@humanengr: several, unofficial hypothesis were proposed in that thread that I linked previously. Of them, I find the most convincing argument to be a lack of ductility in the connection when bars are not fully developed on either side of the joint. Try the following example on for size:
Imagine a shear wall joint where the shear wall is interrupted by the slab pour. The shear transfer across the joint is classic shear friction. Additionally, let's assume that:
1) We have 75% more rebar crossing the joint than we need.
2) Because we have more rebar than we need, we reduce the development length by 25%
3) For some reason, the concrete on the left 50% of the wall is rougher than the concrete on the right 50% of the wall. Let's say the amplitude of the roughening is 8 mm vesus 6 mm.
One could envision the road to failure looking something like this:
1) Given the same initial shear displacement, the dowels on the left half of the wall would be strained, and stressed, 33% more than the dowels on the right half of the wall due to the greater roughness on the left side.

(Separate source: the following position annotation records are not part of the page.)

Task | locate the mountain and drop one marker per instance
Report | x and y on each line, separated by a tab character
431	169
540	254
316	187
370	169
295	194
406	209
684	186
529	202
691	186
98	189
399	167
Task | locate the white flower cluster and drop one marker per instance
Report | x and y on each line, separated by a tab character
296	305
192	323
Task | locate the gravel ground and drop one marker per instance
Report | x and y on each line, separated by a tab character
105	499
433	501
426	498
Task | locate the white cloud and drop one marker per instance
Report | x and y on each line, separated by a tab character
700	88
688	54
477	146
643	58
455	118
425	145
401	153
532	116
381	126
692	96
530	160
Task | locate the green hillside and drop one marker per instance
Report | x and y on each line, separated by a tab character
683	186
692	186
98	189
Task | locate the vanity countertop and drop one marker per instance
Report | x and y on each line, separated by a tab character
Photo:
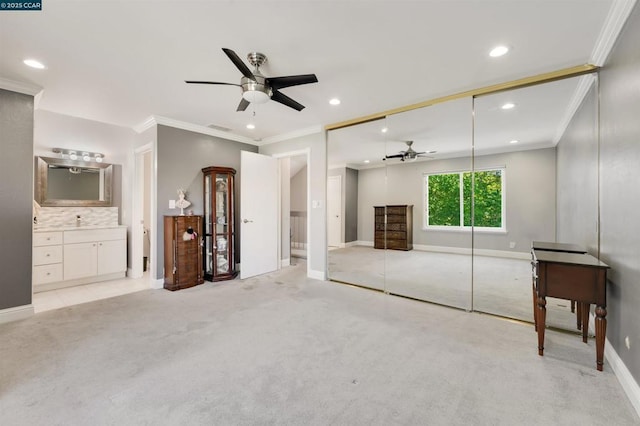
48	228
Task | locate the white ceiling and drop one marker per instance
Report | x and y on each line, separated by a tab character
121	62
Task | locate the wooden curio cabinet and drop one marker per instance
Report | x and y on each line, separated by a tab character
219	230
182	252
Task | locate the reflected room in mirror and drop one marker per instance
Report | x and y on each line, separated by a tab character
62	182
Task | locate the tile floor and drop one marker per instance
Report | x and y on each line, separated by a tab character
56	299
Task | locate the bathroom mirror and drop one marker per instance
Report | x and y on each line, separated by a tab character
61	182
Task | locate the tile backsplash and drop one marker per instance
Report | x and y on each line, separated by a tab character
68	216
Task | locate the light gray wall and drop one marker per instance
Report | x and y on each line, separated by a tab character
530	199
299	191
620	195
577	168
180	157
350	205
316	142
16	175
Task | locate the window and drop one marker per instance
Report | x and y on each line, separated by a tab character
448	199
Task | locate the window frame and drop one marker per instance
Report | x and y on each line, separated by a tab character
462	227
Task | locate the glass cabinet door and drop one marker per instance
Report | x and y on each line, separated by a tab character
219	227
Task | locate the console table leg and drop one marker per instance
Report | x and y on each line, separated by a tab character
542	318
601	334
579	316
585	321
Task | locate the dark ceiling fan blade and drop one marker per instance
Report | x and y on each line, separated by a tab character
292	80
210	82
244	69
285	100
243	104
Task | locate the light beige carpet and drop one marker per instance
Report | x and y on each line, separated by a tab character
282	349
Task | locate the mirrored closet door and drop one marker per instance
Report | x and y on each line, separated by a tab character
535	179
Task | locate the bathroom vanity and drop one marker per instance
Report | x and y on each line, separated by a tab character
64	257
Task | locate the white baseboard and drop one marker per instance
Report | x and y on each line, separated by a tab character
630	386
17	313
157	284
628	383
316	275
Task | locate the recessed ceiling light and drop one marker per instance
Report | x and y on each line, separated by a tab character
34	64
498	51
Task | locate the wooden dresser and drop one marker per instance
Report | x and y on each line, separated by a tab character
396	232
182	252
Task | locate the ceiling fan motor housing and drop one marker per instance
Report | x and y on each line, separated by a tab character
255	91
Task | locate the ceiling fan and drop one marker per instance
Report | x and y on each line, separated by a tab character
409	154
256	88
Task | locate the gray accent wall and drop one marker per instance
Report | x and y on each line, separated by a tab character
180	157
620	192
577	164
350	205
530	199
16	179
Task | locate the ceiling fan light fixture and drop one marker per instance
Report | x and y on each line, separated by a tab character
255	96
498	51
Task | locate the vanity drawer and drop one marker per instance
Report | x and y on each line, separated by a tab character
47	238
46	255
47	273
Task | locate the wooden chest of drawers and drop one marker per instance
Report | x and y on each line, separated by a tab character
393	227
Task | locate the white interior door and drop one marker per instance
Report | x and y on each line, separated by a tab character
334	211
258	214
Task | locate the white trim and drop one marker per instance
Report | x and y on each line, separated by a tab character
629	385
316	275
291	135
584	84
16	313
158	120
618	15
20	87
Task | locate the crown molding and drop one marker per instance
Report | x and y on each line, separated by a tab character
291	135
585	83
20	87
164	121
618	15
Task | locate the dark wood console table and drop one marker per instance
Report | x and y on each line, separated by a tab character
573	276
567	248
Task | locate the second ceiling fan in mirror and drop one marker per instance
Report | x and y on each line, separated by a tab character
256	88
409	154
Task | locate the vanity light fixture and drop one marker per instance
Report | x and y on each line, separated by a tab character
73	154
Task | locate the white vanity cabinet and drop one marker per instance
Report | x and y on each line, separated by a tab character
84	256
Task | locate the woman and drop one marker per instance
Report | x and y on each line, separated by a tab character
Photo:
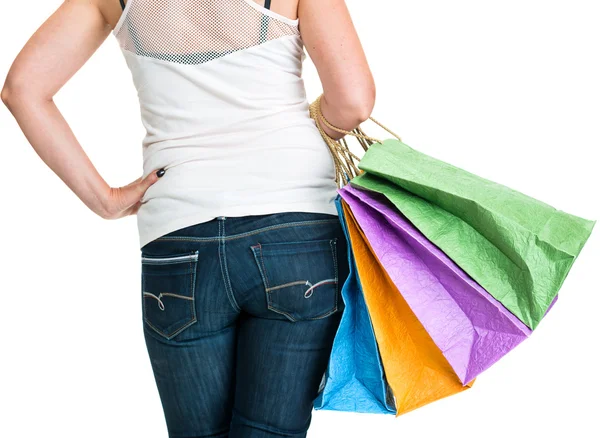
242	253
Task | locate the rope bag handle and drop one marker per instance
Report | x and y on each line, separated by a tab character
345	161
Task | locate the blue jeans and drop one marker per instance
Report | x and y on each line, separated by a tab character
239	316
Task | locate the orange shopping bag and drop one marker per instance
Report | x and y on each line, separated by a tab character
414	366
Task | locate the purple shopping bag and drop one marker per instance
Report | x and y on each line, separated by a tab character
472	329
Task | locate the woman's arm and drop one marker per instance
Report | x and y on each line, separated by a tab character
53	54
334	47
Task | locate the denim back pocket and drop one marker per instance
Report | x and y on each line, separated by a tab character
300	278
168	286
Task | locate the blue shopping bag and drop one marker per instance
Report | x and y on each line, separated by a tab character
355	379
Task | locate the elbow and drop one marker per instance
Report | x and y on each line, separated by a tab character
6	96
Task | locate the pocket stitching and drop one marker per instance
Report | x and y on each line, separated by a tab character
268	289
192	298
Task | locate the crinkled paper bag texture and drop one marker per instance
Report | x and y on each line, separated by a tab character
471	328
354	379
517	248
414	366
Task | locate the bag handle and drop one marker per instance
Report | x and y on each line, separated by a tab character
345	161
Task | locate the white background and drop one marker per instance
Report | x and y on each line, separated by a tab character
508	90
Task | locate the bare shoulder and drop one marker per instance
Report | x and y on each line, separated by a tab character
111	10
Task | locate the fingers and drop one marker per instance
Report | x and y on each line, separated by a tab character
150	179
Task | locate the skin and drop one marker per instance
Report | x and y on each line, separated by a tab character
71	35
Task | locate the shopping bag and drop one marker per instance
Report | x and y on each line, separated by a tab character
470	327
354	380
415	367
517	248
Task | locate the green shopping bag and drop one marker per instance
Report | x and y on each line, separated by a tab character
516	247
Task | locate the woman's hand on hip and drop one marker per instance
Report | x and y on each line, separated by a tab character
126	200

2) At 75% x fy, the bars on the left half of the wall would reach their maximum stress based on bond strength. Simultaneously, the bars on the right would be at 1/1.333 x 0.75 fy = 0.5625 fy. At this point, we've only achieved 87.5% of the clamping force required for full capacity.
3) With further strain, the capacity of the shear friction dowels on the left side of the wall drops to zero. This is because bond failure is brittle. The remaining, effective dowels on the right side of the wall now get stressed to 75% Fy prior to brittle bond failure. At this point, we've only got 50% of the clamping force required for full shear capacity.
The moral of the story is this: unless you can guarantee and even distribution of shear friction dowel strain, providing for <fy development is dangerous and may result in a brittle, unzipping style failure.
Of course, this is just my theory. To my knowledge, It appears in print nowhere other than this forum.
I like to debate structural engineering theory -- a lot. If I challenge you on something, know that I'm doing so because I respect your opinion enough to either change it or adopt it.